Fri Oct 29 16:21:21 CEST 2010

Hello,

I am writing to ask for advice as to whether I am following the most
efficient/fastest workflow for a task using the raster package. This
involves 3 datasets:

1. modtest: A ~927 m resolution satellite-derived image:
nrow        : 141
ncol        : 189
ncell       : 26649
min value   : ?
max value   : ?
projection  : +proj=aea +lat_1=-18 +lat_2=-32 +lat_0=0 +lon_0=24
+x_0=0 +y_0=0 +ellps=WGS84 +datum=WGS84 +units=m +no_defs
+towgs84=0,0,0
xmin        : 415851.2
xmax        : 590983.4
ymin        : -2670093
ymax        : -2539439
xres        : 926.6254
yres        : 926.6254

2. lt.q.test: a ~92 m resolution grid representing identifiers for
unique climate-soil combinations:
nrow        : 1403
ncol        : 1878
ncell       : 2634834
min value   : ?
max value   : ?
projection  : +proj=aea +lat_1=-18 +lat_2=-32 +lat_0=0 +lon_0=24
+x_0=0 +y_0=0 +ellps=WGS84 +datum=WGS84 +units=m +no_defs
+towgs84=0,0,0
xmin        : 415926.7
xmax        : 590091.6
ymin        : -2670093
ymax        : -2539979
xres        : 92.73961
yres        : 92.73961

3. sum.stats: A dataframe within a list with several variables
relating to outputs from a crop simulations, and one variable
containing values corresponding to the identifiers in yld.test.

My task is to
1. assign crop yield values from sum.stats to lt.q.test
2. resample the result of 1 to the resolution of modtest, so that the
images are lined up, and so that the yield values in yld.test are
averaged/aggregated to modtest's resolution.

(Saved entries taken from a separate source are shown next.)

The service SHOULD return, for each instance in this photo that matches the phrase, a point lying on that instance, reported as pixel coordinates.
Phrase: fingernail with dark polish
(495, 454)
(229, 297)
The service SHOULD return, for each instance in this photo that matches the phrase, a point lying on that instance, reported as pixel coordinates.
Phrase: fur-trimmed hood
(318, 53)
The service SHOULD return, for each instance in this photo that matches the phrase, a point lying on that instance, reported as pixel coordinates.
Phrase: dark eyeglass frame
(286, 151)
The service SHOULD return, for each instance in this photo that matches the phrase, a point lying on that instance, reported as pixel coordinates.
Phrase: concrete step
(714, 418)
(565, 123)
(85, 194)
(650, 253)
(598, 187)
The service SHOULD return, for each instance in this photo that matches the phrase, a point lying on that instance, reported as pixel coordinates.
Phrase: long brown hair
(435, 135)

The solution I have come up with so far is:

library(raster)

lt.q.test <- raster(paste(path.in, "lt_quin_test1.img", sep = ""))

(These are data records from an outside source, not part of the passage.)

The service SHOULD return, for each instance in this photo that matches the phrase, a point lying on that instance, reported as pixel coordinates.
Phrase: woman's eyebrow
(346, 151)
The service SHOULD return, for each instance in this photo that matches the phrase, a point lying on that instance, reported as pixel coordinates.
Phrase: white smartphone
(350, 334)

# Assign values from sum.stats (in y.mn column) to yld.test,
outputting values as integers.
setwd(path.out)
subs(lt.q.test, sum.stats[[1]], by = "VALUE", which = "y.mn",
subsWithNA = TRUE,
                 filename = "yld.rst4.img", format = 'HFA', datatype = "INT2S")

# Resample yld.test to resolution of modtest
yld.test <- raster("yld.rst4.img")
modtest <- raster("MOD_SA_NDVI_amp_albers_test.img")
resample(yld.test, modtest, method = "bilinear", filename =
"yld.resamp.test.img", datatype = "INT2S",
         format = "HFA")  # This seems to work

The above is performed on fairly small test datasets, and I must now
apply this approach multiple times to the full size versions of the
input datasets, where the dimensions of lt.q.test are:

nrow        : 15170
ncol        : 17364
ncell       : 263411880

and modtest's dimensions are:

nrow        : 1651
ncol        : 1937
ncell       : 3197987

I was thus wondering if there is a more efficient approach that I
should adopt, or if there are any other
concerns of which I should be aware?

Thanks in advance for any advice.

Cheers, Lyndon